La situation géopolitique des États de l’Amérique centrale est tout aussi préoccupante, ce qu’illustrent les crises politiques à répétition, les élites politiques cherchant à s’approprier ou à conserver le pouvoir au plus grand mépris de la démocratie (voir l’article de Gilles Bataillon). À cela s’ajoute une situation économique dégradée qui pousse elle aussi à l’émigration. Nombreux sont les Honduriens, les Salvadoriens et les Nicaraguayens à tenter de rejoindre le Mexique en espérant atteindre les États-Unis et leur nombre ne cesse de croître malgré les risques encourus (voir les articles de Laurent Faret et Julieta Fuentes-Carrera). En revanche, la situation de la Colombie paraît se normaliser (voir l’article de Gérard Martin) depuis l’accord signé en août 2016 à La Havane avec les Farc (Fuerzas armadas revolucionarias de Colombia), lors duquel le gouvernement Santos a accepté de sortir de la seule action militaire pour commencer de longues négociations, dans un premier temps secrètes, qui ont conduit au dépôt des armes, à la démobilisation des combattants et à leur réinsertion. La fin de cette guérilla exceptionnelle par sa longévité n’est cependant pas encore assurée, l’un des mouvements de guérilla, ENL (Ejército de liberación nacional – Armée de libération nationale), n’ayant toujours pas signé d’accord avec le gouvernement d’Iván Duque, en place depuis août 2018, et les liens avec le narcotrafic de la cocaïne n’étant pas encore coupés.
Les résultats des élections brésiliennes du 28 octobre 2018 ont stupéfié non seulement nombre de Brésiliens, mais aussi nombre d’observateurs et amis du Brésil. Le candidat d’extrême droite, Jair Bolsonaro, après une campagne rapide, a même failli l’emporter au premier tour. Le besoin de sécurité et la volonté de sortir de la corruption massive des élites politiques précédentes expliquent ce mouvement de « dégagisme » et l’aspiration à un pouvoir fort dont on pense, sans doute à tort, qu’il saura régler ces deux problèmes (voir la lettre de Hervé Théry). Pour la corruption comme pour la sécurité la tâche est immense et complexe, comme le montre ­l’article de Sylvain Souchaud sur la politique carcérale du Brésil, qu’il qualifie de terreau du crime organisé et de la violence meurtrière, et qui touche tout le Brésil, du nord au sud et d’est en ouest.

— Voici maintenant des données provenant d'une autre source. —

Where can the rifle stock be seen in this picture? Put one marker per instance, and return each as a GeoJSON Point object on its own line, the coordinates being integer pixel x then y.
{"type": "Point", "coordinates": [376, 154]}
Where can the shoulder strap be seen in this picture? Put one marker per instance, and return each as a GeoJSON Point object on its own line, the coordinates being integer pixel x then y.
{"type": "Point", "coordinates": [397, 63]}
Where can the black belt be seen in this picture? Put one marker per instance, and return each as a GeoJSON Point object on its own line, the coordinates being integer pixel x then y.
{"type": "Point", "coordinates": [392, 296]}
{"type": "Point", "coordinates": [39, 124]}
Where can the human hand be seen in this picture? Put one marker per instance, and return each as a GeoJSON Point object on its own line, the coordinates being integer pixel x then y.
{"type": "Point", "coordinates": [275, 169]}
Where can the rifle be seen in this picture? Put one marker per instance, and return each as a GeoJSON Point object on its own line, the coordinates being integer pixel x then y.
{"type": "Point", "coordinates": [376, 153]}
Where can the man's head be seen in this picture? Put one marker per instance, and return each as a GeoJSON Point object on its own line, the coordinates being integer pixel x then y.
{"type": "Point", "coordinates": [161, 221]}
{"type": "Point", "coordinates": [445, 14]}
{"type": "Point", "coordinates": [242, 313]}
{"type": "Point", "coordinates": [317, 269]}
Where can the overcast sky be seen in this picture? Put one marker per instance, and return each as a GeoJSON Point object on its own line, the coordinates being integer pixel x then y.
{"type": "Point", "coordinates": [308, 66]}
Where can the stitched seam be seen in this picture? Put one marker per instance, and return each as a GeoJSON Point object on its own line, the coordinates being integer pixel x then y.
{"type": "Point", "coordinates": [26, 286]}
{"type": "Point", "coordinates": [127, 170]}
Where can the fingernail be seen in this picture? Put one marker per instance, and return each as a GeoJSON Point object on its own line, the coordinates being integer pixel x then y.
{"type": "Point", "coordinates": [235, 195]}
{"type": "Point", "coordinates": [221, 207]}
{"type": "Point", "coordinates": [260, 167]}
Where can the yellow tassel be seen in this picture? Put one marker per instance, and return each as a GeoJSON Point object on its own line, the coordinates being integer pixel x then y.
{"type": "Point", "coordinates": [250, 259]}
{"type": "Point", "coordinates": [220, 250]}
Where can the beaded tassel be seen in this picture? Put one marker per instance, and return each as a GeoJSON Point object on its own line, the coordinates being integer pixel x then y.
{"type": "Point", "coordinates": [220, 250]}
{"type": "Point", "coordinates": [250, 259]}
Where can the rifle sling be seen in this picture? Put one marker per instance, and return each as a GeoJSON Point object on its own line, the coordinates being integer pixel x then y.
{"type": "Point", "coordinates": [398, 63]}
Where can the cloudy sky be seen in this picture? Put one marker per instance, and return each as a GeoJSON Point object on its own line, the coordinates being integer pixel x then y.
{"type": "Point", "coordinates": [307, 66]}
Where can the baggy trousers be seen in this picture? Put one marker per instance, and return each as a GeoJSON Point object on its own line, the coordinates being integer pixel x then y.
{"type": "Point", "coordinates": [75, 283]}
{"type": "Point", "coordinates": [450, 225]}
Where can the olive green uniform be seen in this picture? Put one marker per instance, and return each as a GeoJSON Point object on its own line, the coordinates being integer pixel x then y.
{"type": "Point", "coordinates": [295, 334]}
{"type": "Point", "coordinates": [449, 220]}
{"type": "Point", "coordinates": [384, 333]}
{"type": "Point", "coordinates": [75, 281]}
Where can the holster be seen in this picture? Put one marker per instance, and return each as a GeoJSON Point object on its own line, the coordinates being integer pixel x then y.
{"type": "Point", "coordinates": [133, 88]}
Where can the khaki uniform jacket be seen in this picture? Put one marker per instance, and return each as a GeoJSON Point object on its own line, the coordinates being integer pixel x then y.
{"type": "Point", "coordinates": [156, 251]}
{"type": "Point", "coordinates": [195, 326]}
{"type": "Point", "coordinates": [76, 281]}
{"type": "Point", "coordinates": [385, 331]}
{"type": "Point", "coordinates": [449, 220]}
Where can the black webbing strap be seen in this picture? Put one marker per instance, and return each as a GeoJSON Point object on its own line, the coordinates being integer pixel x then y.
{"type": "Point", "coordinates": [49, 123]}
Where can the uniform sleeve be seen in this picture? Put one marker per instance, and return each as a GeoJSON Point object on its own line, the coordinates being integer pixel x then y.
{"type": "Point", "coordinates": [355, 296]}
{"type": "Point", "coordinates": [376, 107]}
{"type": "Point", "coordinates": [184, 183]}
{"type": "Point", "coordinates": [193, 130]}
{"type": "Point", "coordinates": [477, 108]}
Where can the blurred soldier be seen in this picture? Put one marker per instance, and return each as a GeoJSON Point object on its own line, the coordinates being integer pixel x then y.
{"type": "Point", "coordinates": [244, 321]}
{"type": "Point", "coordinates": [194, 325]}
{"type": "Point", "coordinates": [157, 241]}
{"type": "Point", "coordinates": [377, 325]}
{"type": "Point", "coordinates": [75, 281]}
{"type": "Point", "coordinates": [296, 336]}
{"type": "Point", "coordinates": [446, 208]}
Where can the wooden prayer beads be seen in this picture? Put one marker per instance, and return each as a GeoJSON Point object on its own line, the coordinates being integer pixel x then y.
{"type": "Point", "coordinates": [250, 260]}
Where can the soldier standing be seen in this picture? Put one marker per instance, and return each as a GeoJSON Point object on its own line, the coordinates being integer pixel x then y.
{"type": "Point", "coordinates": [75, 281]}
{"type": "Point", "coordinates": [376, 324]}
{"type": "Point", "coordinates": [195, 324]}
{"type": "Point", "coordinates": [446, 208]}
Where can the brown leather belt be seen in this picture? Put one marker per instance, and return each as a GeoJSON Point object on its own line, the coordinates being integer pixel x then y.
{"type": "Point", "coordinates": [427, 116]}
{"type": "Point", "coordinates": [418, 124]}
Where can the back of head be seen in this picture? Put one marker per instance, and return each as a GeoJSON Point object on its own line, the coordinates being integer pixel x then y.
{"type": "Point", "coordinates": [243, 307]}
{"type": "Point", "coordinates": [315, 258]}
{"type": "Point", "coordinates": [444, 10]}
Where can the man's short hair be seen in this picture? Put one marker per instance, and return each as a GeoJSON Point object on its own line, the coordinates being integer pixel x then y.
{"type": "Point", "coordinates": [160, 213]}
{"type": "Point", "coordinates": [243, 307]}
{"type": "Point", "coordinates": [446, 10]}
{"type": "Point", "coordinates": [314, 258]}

Un point commun réunit tous ces États d’Amérique latine, c’est la place de la Chine dans leurs économies de rente. Le besoin toujours grandissant de la Chine pour les matières premières ou des biens manufacturés à partir de ressources naturelles fait qu’elle est devenue la première destination des exportations du Brésil et du Chili, la deuxième de celles de l’Argentine, de la Colombie, du Pérou, de ­l’Uruguay et du Venezuela. Dans la majorité des cas, ces exportations se concentrent sur quelques produits, presque exclusivement des matières premières. A contrario, les importations des pays d’Amérique latine sont extrêmement diversifiées et enregistrent une forte valeur ajoutée. Les gouvernements de gauche latino-américains pensant se libérer de l’impérialisme étasunien se sont tournés avec enthousiasme vers la Chine, perçue comme un État ayant appartenu, dans un passé pas si lointain, au tiers monde tout comme eux et hostile aux États-Unis, sans peut-être mesurer leur passage à une autre forme d’hégémonie économique (voir l’article de Maristella Svampa et Ariel Slipak).

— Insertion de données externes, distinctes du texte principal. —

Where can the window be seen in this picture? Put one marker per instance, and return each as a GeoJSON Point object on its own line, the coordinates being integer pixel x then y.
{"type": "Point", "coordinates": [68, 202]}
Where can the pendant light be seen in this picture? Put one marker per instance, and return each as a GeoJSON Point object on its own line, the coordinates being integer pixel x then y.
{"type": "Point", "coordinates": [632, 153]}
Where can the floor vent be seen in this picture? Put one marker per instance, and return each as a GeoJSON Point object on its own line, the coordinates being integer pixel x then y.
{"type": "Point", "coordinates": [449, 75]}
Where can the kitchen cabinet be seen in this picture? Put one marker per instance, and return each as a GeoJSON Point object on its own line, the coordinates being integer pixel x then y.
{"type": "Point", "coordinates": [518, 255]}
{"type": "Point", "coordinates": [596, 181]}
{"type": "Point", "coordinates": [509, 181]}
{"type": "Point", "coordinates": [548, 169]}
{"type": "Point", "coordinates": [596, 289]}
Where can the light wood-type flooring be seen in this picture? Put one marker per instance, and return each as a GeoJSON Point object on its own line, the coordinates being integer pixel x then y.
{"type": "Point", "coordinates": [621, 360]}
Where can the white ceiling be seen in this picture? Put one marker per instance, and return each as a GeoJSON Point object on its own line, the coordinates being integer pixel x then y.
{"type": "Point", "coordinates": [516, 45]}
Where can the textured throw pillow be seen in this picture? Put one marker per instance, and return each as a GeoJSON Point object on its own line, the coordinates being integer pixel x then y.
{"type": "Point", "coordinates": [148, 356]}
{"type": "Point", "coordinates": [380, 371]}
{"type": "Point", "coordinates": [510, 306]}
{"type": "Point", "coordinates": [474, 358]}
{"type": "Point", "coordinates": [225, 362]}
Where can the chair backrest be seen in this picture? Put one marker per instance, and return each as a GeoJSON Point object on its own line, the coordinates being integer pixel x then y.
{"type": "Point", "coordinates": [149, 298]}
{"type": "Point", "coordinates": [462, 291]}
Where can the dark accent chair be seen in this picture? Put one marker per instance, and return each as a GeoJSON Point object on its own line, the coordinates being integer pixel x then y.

Autre changement d’importance, religieux cette fois, la montée des Églises évangélistes au détriment de l’Église catholique, même si le pape François, Argentin d’origine, peut la limiter (voir l’article de Rodríguez Cuadros).

Ce numéro a été réalisé avec la collaboration de Marie-France Prévôt-Schapira (Creda/université Paris 8) et Gilles Bataillon (EHESS, CIDE).